Of course, now you’re thinking: yeah, but that means that every router has to know where every computer on the internet is in relation to itself. That’s a lot of information to store! This is true, and there are two ways routers make shortcuts.
The first is the concept of a “default route”. This is “the rest” in the example I give above. If you are a router, and you know about a handful of computers on one side of you, and you know that the rest of the world is on the other side, you can just keep track of the handful and then say “everything else goes thataway”. Makes things simple.
Second, the routers don’t usually have routing information for individual computers. Instead, they know about whole subnets. This is where the network mask comes into play. Instead of listing 1.2.3.0 and 1.2.3.1 and 1.2.3.2 up to 1.2.3.255, the router has patterns for things like 1.2.3.x or 1.2.x.x. The way this is done would require an explanation of binary numbers and would probably bore you to tears. But if you want, I’ll take a shot at explaining it.

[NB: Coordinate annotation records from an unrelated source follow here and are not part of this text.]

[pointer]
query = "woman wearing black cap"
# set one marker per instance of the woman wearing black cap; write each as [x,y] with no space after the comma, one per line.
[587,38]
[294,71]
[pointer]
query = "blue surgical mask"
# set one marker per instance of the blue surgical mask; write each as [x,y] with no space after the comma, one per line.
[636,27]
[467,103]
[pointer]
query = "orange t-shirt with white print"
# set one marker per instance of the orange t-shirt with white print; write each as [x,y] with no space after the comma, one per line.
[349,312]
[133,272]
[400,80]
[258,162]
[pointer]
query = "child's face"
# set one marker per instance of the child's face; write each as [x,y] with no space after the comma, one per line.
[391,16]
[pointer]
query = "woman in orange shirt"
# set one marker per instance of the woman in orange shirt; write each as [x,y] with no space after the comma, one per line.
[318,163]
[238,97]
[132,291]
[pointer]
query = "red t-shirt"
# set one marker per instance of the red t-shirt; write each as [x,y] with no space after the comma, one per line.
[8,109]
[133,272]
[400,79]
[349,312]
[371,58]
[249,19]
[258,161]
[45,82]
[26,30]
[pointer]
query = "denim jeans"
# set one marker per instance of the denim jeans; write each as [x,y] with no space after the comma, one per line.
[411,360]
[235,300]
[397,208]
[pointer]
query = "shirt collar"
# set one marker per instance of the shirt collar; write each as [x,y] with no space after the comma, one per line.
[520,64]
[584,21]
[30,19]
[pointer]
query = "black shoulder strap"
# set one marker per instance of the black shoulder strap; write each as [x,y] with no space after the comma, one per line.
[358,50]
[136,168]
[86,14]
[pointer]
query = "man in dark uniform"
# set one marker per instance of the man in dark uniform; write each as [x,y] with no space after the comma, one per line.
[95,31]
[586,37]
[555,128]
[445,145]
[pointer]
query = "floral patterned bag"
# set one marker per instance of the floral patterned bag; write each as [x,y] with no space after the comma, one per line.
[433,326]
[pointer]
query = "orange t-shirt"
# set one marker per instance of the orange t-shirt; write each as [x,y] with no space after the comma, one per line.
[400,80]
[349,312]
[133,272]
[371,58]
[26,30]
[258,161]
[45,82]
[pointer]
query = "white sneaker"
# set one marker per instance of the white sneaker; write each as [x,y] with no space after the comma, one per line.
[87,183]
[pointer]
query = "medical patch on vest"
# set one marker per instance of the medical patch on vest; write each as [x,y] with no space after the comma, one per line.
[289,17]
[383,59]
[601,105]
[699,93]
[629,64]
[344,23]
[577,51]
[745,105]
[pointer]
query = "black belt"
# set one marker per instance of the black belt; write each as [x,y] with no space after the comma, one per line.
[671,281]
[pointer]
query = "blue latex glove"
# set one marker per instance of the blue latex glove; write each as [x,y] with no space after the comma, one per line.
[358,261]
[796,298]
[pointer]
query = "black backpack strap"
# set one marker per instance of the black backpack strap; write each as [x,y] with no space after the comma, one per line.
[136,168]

So the basic concepts are that each computer or router has a little bit of knowledge about who the next hop should be for a given packet, and that’s it. This is illustrated by the example where some network administrator screws up some routing table information, and when trying to get from A to E, the packet will go A -> B-> C-> B-> C-> B-> C-> B-> timeout.
If you’re on windows and want to get a little nerdier, do something like “tracert http://www.yahoo.com” at a command prompt, and you’ll see the routers that the packet hits along the way. (tracert stands for “traceroute”, which is what the command is called on unix systems). It’s a pretty useful troubleshooting tool, too.

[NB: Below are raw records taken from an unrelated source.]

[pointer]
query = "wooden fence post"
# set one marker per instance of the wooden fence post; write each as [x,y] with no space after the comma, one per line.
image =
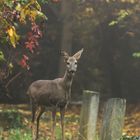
[113,119]
[88,116]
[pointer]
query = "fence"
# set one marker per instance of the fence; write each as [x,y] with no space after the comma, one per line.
[113,117]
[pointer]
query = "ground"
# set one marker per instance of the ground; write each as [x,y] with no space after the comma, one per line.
[15,122]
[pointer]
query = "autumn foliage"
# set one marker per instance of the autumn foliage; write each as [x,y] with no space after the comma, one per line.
[14,15]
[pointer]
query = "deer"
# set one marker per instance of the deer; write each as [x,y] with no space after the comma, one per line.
[55,94]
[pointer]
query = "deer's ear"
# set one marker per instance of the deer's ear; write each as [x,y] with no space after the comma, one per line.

In the meantime, computer C is pissed that it was left out of the lop entirely, and launches nuclear missles at China, ending the world as we know it. This is a known bug that will be addressed in the next release of the software.

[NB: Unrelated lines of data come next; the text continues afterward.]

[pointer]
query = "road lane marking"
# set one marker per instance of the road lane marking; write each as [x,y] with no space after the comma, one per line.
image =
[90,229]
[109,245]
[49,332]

galt laid it out really well. Here’s a bit more detail that you didn’t ask for and probably don’t care about:
As pointed out, each router has a set of tables defining what networks lie beyond each of it’s interfaces. As for how those tables come to be, the tables can either be statically configured, i.e. a human plugs rules in, or dynamic, where routers talk to each other and share their tables. This conversation between routers is known as a routing protocol. There are several routing protocols, but they all fall into one of two buckets, distance-vector and link state. In the case of distance-vector, routers annouce the routes they can address, and routers record which routes they can get to on each interface. In the case of link state, routers share their entire tables, and each router constructs it’s own map of the universe from which it figures out which interface is best to use for each route.
[hijack]
Wouldn’t it be true, then, that the more computers there are on the internet, the more time it takes for a packet to get from point A to point B?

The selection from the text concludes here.